Crisi comparto agricolo, l´Alpa intende avviare un progetto di filiera corta tra produttori e cosnumatori “È evidente che il comparto agricolo si sta misurando con una crisi economica e strutturale importante; forse mai prima d´ora i contraccolpi, legati anche al mercato globale, si erano fatti sentire in una maniera così evidente. È tempo di mettere in atto azioni positive per recuperare una tranquillità economica tale da garantire stabilità occupazionale e crescita produttiva”. E´ quanto afferma in una nota l´Alpa Cgil Puglia, l´Associazione che rappresenta le figure miste, braccianti agricoli e assieme piccoli produttori dell´agroalimentare.

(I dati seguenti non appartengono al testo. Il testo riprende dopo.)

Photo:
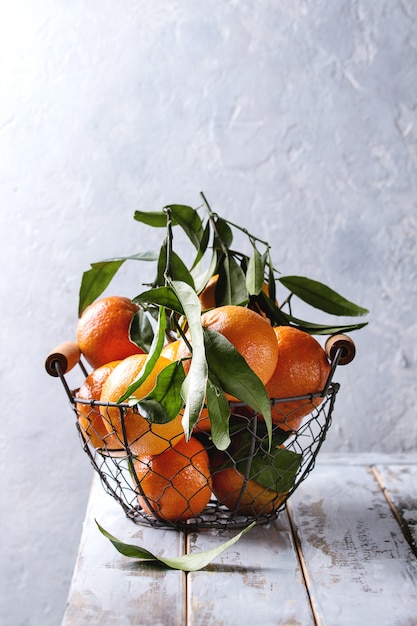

“Le nostre Province, hanno le peculiarità per poter fare questo salto di qualità – sostiene l´Alpa regionale -. I nostri prodotti e la nostra biodiversità vanno difesi sia stipulando accordi con la grande distribuzione che innescando e favorendo la nascita dei distretti rurali, o, comunque, l´aggregazione tra produttori”

Le nuove regole della Pac, i possibili limiti d´ingresso al PSR, per l´Alpa “impongono una riflessione, nell´immediato futuro, che collochi i produttori agricoli all´interno di una logica consortile. Solo così si potranno affrontare le sfide del futuro. Auspicio più volte espresso anche dai livelli istituzionali sia Nazionali che Regionali”.

Ecco perché l´Alpa intende avviare un progetto di filiera corta tra produttori e consumatori. “Il dialogo che né è scaturito è di estrema condivisione sui benefici che questa possibilità può dare al comparto agricolo, economico, sociale, per questo siamo fiduciosi che una programmazione in questo contesto possa rispondere alle esigenze di stabilità economica che i piccoli produttori chiedono, unitamente ad una azione incisiva e concreta sull´accesso al micro-credito, di cui anche ieri si è parlato nei palazzi romani”.